As a principal designer at the Lab at Office of Personnel Management (OPM), Patricia Beirne said her work focuses on bringing innovation practices into government. She partners with other government teams, engages them in co-creation, and teaches them participatory design, helping teams understand what is inherently governmental about their culture and may not be easily disrupted.
“You can map out how to get from point A to point B, and you can imagine how a digital tool is going to get you there. But culture is providing the current; it’s either going to accelerate you getting there or it’s going to be something you work against.”
Knowing your organization culture is key to strong collaboration. Lakshmi Grama, Associate Director for Dissemination and Digital Communications at the National Cancer Institute (NCI) within the National Institutes of Health (NIH), said understanding your stakeholders and having their collaboration are important ways to facilitate change. The delivery of digital products and services is usually a user-focused, iterative process, but you need to bring your stakeholders along to buy into the process. This also includes your budget and acquisition colleagues who need to support agile approaches to design and development.
It is also important to connect the goals and design decisions of your new product or service with the agency mission and the public interest—and in a way that can increase employee engagement.
Beirne suggests setting a thoughtful pace and a goalpost “as far away as people can agree on, then mapping the steps to get there. So that you can say, we are not going to get a big change right away.” Such incremental steps can allow teams to test their approach, measure success, and reassess their journey if needed.
While some people find change energizing, others can find it scary. Change can mean loss for some people and, from a behavior or neuroscience point of view, it can challenge the brain’s sense of stability and trigger stress.
Grama encourages everyone to use empathy when discussing change, particularly with those teams who are most impacted by it. For those fearing change, it is valuable to not only explain the change, but also show what stays the same, even if it’s just a small part.
Framing and reframing the change are part of the process, just as admitting that this is a disruptive process, which can be uncomfortable. Regan advises looking at how change creates opportunity, and helping people look for that. If possible, design a support system for leadership and staff, and help them shift in a positive direction. Coach leaders who may be uncomfortable with change on techniques they can use to lead with confidence.
Transparency about why the change is really needed can build trust and relationships with everyone who has a role in the change. This in turn can get everyone excited about what change means to them.
Alex Glade, a Presidential Innovation Fellow detailed to the National Geospatial Intelligence Agency, added that strategic communication is part of bringing people along on the journey and fostering the “we are all in it together” feeling.
“Elevate the wins that are happening that really support the culture we want to have,” Glade said. She also encourages people to understand what is rewarded and celebrated in their organization, and if the new values are in alignment.

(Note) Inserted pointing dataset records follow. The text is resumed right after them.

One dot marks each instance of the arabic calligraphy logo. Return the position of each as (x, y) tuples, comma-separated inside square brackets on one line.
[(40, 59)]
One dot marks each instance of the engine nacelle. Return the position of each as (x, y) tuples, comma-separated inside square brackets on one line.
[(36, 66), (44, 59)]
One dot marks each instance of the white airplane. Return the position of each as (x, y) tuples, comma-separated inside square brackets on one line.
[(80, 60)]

The same principles behind creating useful digital experiences apply to helping people cope with the impact of culture change, but we have to strive to bring together teams across various levels and silos to collaborate.

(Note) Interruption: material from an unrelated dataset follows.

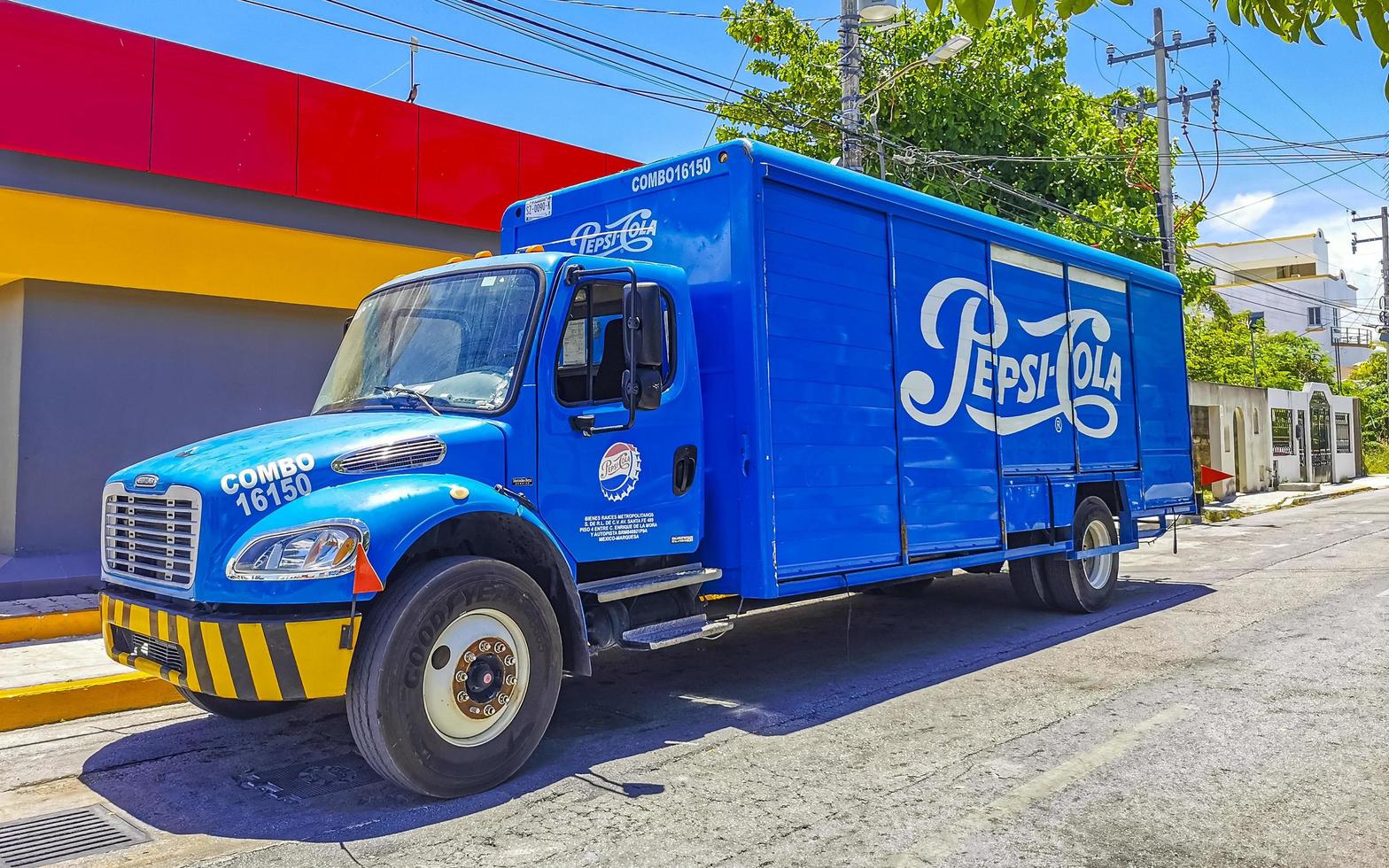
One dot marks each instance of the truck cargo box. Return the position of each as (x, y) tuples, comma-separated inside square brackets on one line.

Speakers agreed that being a life-long learner and fostering a culture of learning within your organization can increase the adaptability to change, which often is inevitable. Whether it comes from the top of the hierarchy (such as a new legislative requirement) or the bottom, change is intrinsically connected to learning and may allow for unexpected creativity. Sometimes the best things come out of an environment with the most constraints. When working on a digital transformation, Regan said, “there are plenty of constraints, which means there’s plenty of creativity to be had.”